In this study, we used RINC software (Ozawa et al., 2016, EPS) to produce three interferograms with different line-of-sight directions, and unwrapped with SNAPHU (Chen and Zebker, 2000). The unwrapped interferograms are “un-referenced”, and each of them contains an unknown offset. The offset values were estimated using the daily coordinates data (F3 solution) of the GEONET network provided by the Geospatial Information Authority of Japan, and are subtracted from the interferograms. Finally, displacements along three line-of-sight directions are decomposed into EW, NS, and UD components, and EW and NS components were further used to derive the horizontal displacements in N50E direction, parallel to the secondary faults in Miyaji. The main characteristics of the ground displacements are as follows. (1) Two strands of parallel displacement discontinuity traces, corresponding to the surface fault, are observed, with a separation of around 0.8 km. (2) The length of the northern and southern strands of traces are around 1.3 km and 2.3 km. (3) Each of the two strands of traces are composed of multiple en-echelon traces. (4) The fault displacements of the northern strand were up to 5 cm for both vertical (northern side downward) and right-lateral directions. (5) The fault displacements of the southern strand were up to 8cm for vertical (northern side downward) and 10cm for right-lateral directions.
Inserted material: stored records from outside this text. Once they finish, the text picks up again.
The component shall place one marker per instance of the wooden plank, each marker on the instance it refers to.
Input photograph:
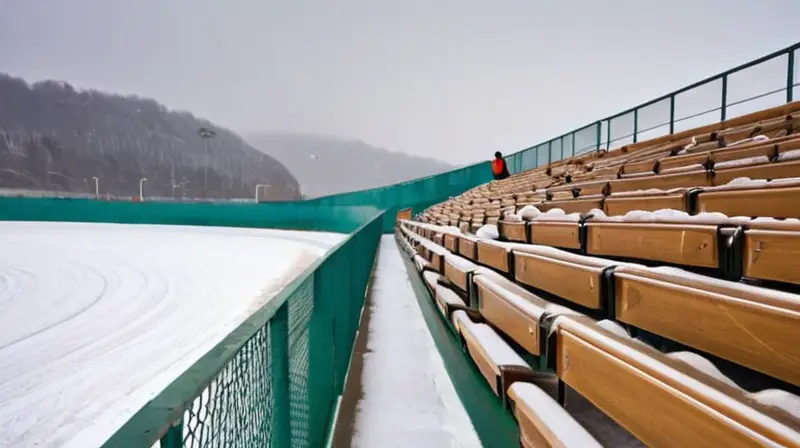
(691, 245)
(746, 331)
(772, 255)
(494, 256)
(767, 202)
(556, 234)
(570, 281)
(657, 411)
Next, we simultaneously estimated the slip distribution and geometry of the two faults (Fukushima et al., 2013, 2018), after removing long wavelength displacements by polynomial fitting. As for the fault geometry, we assumed that the top of the faults reach the averaged location of the fault strands and we set the dip angles as model parameters. We conducted non-negative least squares inversion for the fault slip, prohibiting reverse and left-lateral faulting based on the observed ground displacements. Two types of inversions were made on the assumption of the rake angle; one is assuming a uniform rake angle for all the fault elements, and the other is solving for the vertical and left-lateral slips. The two types of inversions both succeeded in explaining the ground displacement data, so we adopted the result of the simpler model with uniform rake angle as our preferred model.

In our preferred model, two faults dip northward with the southern one having a lower angle (48 degrees) than the northern one (67 degrees), making two faults merge at a depth of approximately 1.3 km. The lower limit of the slip area on the southern fault coincided the merging depth of 1.3 km, and the maximum slip of 25 cm was obtained at a depth of approximately 0.7 km. The slip on the northern fault was limited to shallower than 0.4 km with smaller slips of up to 12 cm.

Acknowledgements
This study used the PALSAR-2 data shared among PIXEL (PALSAR Interferometry Consortium to Study out Evolving Land surface), originally provided from Japan Aerospace Exploration Agency (JAXA) through a joint research contract with the Earthquake Research Institute (ERI) of the University of Tokyo. A part of this study was conducted under a special joint research project of ERI. We are grateful to Dr. Taku Ozawa for the RINC software, and to the Geospatial Information Authority of Japan for letting us use the daily coordinates (F3 solution) derived from the GEONET network.